In the last few weeks, we’ve discussed the roots of and early influencers of web 2.0 and customer relations (the re-birth of Trust 2.0 , the village Not-So-Fool, Napster, Gen y…). More and more, Health 2.0 and Enterprise 2.0 are taking the stage….. the 2.0 juice is everywhere, are you sick of it yet?
If you’re sick of it – You’re certainly experiencing a culture gap . If you’re excited about it, that’s probably the right feeling. It starts to get crunchy when you can claim and act as you are embracing it. Every segment of your company’s value chain should start thinking 2.0 collaboration. As the economy drops, it is essential that more brands engage in conversation.
The economy may be tanking but that’s not the case with all that is 2.0. Let’s talk about growth for a moment: Twitter 343% (users) and grew by 752% in traffic in 08′, Ning 251% (users), Linkedin 193% (users) (the state of the Economy helping), Facebook 116%. When was the last time you saw figures like that?? Staggering, isn’t it?

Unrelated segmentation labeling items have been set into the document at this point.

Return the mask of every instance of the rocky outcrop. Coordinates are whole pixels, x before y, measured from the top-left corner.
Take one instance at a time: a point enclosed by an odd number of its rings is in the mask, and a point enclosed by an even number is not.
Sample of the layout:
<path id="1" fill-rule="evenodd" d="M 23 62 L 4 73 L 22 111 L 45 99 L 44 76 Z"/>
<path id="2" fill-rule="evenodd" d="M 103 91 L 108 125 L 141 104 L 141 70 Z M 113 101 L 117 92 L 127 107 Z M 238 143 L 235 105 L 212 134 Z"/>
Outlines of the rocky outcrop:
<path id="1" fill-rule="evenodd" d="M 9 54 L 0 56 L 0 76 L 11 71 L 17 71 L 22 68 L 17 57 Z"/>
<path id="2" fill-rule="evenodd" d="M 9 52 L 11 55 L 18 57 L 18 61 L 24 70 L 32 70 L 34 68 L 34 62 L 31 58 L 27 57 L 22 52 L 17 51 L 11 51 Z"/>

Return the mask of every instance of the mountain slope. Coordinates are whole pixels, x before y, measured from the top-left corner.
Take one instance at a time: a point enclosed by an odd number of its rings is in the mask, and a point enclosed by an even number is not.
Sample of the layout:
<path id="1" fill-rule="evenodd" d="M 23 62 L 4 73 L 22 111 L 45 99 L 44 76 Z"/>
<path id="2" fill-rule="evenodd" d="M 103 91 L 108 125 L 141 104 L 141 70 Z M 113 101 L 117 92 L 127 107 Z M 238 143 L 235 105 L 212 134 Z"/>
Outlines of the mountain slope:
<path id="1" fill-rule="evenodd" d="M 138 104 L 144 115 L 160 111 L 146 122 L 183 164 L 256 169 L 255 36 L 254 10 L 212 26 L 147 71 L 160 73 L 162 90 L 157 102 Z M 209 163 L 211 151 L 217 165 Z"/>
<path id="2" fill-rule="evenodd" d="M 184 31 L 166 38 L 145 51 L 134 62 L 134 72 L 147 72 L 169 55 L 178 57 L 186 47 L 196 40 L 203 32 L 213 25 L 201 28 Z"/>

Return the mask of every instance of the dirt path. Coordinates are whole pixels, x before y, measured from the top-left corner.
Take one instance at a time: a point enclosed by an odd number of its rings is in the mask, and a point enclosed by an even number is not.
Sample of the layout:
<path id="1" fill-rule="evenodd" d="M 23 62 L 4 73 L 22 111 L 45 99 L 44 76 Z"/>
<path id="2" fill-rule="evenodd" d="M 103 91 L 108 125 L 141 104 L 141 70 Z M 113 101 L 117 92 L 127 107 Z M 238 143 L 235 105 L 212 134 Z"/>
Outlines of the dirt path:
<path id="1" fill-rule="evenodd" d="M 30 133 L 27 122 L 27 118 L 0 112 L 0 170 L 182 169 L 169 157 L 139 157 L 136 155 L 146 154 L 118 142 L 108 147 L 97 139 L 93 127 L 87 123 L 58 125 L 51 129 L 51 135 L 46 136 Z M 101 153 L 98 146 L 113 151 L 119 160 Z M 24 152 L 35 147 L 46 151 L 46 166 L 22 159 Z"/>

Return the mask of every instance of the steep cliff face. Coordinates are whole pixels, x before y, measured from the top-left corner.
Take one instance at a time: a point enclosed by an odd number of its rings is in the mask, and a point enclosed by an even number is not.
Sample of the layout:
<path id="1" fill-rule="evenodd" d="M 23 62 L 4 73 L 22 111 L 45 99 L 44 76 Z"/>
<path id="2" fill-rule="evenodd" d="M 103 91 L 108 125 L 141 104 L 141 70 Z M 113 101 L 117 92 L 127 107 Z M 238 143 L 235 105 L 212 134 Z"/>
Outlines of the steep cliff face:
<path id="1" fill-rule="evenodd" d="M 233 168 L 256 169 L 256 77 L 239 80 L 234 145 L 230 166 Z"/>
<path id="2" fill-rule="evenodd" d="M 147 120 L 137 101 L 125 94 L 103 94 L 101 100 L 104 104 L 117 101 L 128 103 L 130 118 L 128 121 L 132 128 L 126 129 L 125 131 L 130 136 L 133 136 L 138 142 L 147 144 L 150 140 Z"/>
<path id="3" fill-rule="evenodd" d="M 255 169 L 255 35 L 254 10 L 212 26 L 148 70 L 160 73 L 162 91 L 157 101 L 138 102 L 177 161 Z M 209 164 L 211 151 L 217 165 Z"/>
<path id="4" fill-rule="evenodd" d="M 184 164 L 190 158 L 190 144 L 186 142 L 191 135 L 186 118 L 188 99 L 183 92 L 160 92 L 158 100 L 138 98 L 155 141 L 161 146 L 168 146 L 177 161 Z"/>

Now all those “sick and tired of this web 2.0 malarkey” would have you believe that this is all just a fad. A wild management fashion that will blow over by the time Spring comes. Just something to keep those geeks and young’uns occupied when they should be doing some “real work”. Right. Call me silly, but I see several major cultural and behavioral shifts here (feel free to add more):
- Numero Uno: This growth is conversation based. Robots have no place in the hive and the communities are watching. Communities value quality, authenticity and collaboration. Sounds trivial doesn’t it? There you go, arguing that that flashing your sensory advertising 7 times in front of someone’ eyeballs may do the job. Forget that. It’s just part of the noise. As a product manager, a brand marketer or simply an employee, your online attitude and your ability to converse are making or breaking your business model. The economy is just magnifying any cracks already there. Your products, your sales tactics and PR in general can only stay alive if you’re engaging with your consumers. No, it’s not only your engineering team’s job to do so… if you think so, you’ll fail. Someone somewhere is conversing about the features or service add-ons they’d like to see.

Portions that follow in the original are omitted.